Great Gatsby, The - F. Scott Fitzgerald
pluto panes@happysandboy
Jul 21, 2008 06:59 PM, 3007 Views
(Updated Feb 21, 2013)
The fallen angel with burning feathers

No work of art can be created in a vacuum. The socio-political and economical factors of the time pervades the work. Evidently “The Great Gatsby” is deeply rooted in the 1920s. Fitzgerald chronicles the age deftly in the novel. Fitzgerald dubbed the 1920s as “the jazz age”. The ban of alcohol which gave rise to rich bootleggers, sprawling private parties, the chaos and violence of world war one, the moral emptiness and hypocrisy: all are dextrously portrayed in the novel.


Gatsby and Nick are even seen as an autobiographical rendering of Fitzgerald himself. like Nick, Fitzgerald found the new lifestyle seductive and exciting. like Gatsby, Fitzgerald was driven by love for a women who symbolized everything he wanted.


However “The Great Gatsby” can not and shouldn’t(I hate that word though) be seen as a dry piece of literary criticism. In an age where the author is considered “dead”, it looks pretty foolhardy to make a post facto recreation of the tale. “The Great Gatsby” is a tragic story. But it is not a tragedy of any particular age. It is a tragedy of human desire. It tries to chart the boundaries of human desires and fails(and perhaps there’s where it succeeds). can passion be strong enough to compel you to destroy your whole life? where do you draw the line? Gatsby maybe the hero or the anti-hero but he hardly cares about that. Fitzgerald does not attempt to make the readers love Gatsby. He does not paint us a saintly picture. neither does he colour him all black. what Fitzgerald does is, he creates a human in Gatsby who falls, who gets hurt and who still goes on(maybe BLINDLY IN LOVE). Fitzgerald creates a character that the readers can empathize with. Please do not attempt to judge Gatsby.
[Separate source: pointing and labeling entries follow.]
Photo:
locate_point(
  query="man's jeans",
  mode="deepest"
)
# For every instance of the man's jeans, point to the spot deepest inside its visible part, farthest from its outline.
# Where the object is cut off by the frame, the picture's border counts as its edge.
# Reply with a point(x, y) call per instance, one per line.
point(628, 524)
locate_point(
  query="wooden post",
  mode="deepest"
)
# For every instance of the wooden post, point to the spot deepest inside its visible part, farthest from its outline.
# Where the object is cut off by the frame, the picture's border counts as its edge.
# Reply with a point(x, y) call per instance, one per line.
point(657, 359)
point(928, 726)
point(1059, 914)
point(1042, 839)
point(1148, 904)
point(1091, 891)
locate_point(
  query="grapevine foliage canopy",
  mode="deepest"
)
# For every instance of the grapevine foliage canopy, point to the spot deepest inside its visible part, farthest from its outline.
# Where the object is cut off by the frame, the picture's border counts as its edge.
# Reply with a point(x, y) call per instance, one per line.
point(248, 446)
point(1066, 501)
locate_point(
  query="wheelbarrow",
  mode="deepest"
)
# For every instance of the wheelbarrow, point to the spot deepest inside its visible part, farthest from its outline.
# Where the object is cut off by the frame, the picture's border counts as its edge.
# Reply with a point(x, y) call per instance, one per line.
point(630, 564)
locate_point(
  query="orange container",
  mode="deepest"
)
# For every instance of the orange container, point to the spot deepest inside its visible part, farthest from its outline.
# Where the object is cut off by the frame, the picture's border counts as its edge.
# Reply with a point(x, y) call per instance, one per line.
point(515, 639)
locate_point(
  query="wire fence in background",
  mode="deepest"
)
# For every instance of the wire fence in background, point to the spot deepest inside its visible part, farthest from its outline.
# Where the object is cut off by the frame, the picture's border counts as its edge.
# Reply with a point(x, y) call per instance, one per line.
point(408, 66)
Imagine as a young boy you see a fluttering glimpse of a beautiful black horse rush by you. for a brief second of that eternity the horse looks into your eyes. For that brief eternity you quest nothing in the world but that horse. And then for rest of your life you make that quest your life. You toil very hard all your life just to make that dream into a reality. Finally when you are capable enough, you buy the horse. Then the final moment of the brief eternity when the dream become reality, you get trampled under the hooves of the horse you loved so much.


What if then? If you knew your fate would you still run after it?


Jay Gatsby did. He was shot by Geoge Wilson while he lay in his swimming pool. The object, the symbols or maybe the story itself represents the essential meaninglessness of the world and the arbitrariness of the mental process by which people invest objects with meaning.


Nick Carraway is a young man from Minnesota who moves to New York in the summer of 1922 to learn about the bond business. He rents a house in the west egg district of Long Island. Nick’s nest-door neighbour is a mysterious man named Jay Gatsby. Nick meets his cousin Daisy Buchanan and her husband Tom. They introduce him to Jordon Baker with whom Nick begins a romantic relationship. Gatsby takes Nick’s help to come close to Daisy and reveals to him that he and Daisy had shared a close relationship in the past. Gatsby was in love with her still. All the years he was away trying to earn enough money so that he could marry Daisy and make her happy. After meeting Gatsby, Daisy too confesses that she too was in love with Gatsby. On being confronted they reveal there emotions to Tom. Meanwhile in a fluke car accident Daisy kills Myrtle Wilson(Geoge Wilson’s wife and Tom’s mistress). Gatsby was in the can at the time too. Tom informs Geoge that the car belonged to Gatsby. George shoots Gatsby and then commits suicide. Tom and Daisy leave the town. daisy doesn’t even attend Gatsby’s funeral. Only three people including Nick and Gatsby’s father attends the funeral.


‘They’re a rotten crowd; I(Nick Carraway) shouted across the lawn. ‘you’re worth the whole damn bunch put together’.


‘It was the only compliment I ever gave him, because I disapproved of him from beginning to end’.